Physiological Particularities of Dromedary (Camelus dromedarius) and Experimental Implications

  • Souilem Ouajd Laboratory of Physiology and Pharmacology, National School of Veterinary Medicine, Sidi Thabet
  • Barhoumi Kamel Laboratory of Physiology and Pharmacology, National School of Veterinary Medicine, Sidi Thabet

Abstract

The one humped camel (Camelus dromedarius) or Arabian camel is an essential source of food and milk in  many parts of the world and especially in developing countries in Africa and Asia. 

The dromedary plays economic, social and ecological roles. In some regions, camels were expected to  boost local tourism and bring much-needed funds to the local economy. The camel contributes actively to  maintain the desert ecosystem. In fact, it possesses some unique qualities which make it distinctly superior  to other domestic livestock. 

The capacity of the dromedary to live under desert conditions and to survive in the incredibly hard  environment of the Sahara is due to its biological and physiological particularities.

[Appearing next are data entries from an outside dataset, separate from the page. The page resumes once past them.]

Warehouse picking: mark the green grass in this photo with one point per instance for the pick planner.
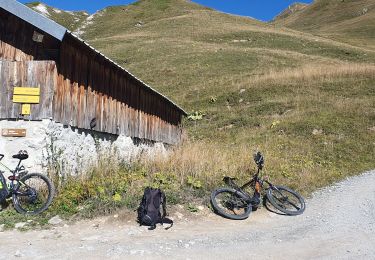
(345, 21)
(260, 87)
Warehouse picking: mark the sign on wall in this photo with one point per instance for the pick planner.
(26, 96)
(13, 132)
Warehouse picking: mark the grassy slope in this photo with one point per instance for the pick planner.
(306, 101)
(351, 21)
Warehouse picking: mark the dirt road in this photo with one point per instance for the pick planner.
(339, 223)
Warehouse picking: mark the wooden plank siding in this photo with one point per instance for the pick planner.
(79, 85)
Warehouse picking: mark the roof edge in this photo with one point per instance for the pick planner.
(27, 14)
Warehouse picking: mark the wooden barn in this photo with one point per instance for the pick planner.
(72, 83)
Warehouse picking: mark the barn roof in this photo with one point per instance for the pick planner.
(58, 31)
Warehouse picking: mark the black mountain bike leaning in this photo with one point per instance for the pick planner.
(234, 202)
(32, 193)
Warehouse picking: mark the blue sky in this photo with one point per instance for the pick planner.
(263, 10)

All the functions of the  dromedary organism are conceived to be physiologically adapted to “water and food restrictions” and to a  very hot climate. 

We will review the homeostatic adaptations in relation to the physiological characteristics of the dromedary  and the experimental implications, which result from these particularities. Indeed, the researcher must  consider the specificities of this species at various levels of the experimentation (housing, acclimation,  handling…) and must take consideration of the normal behaviour of the dromedary and its welfare.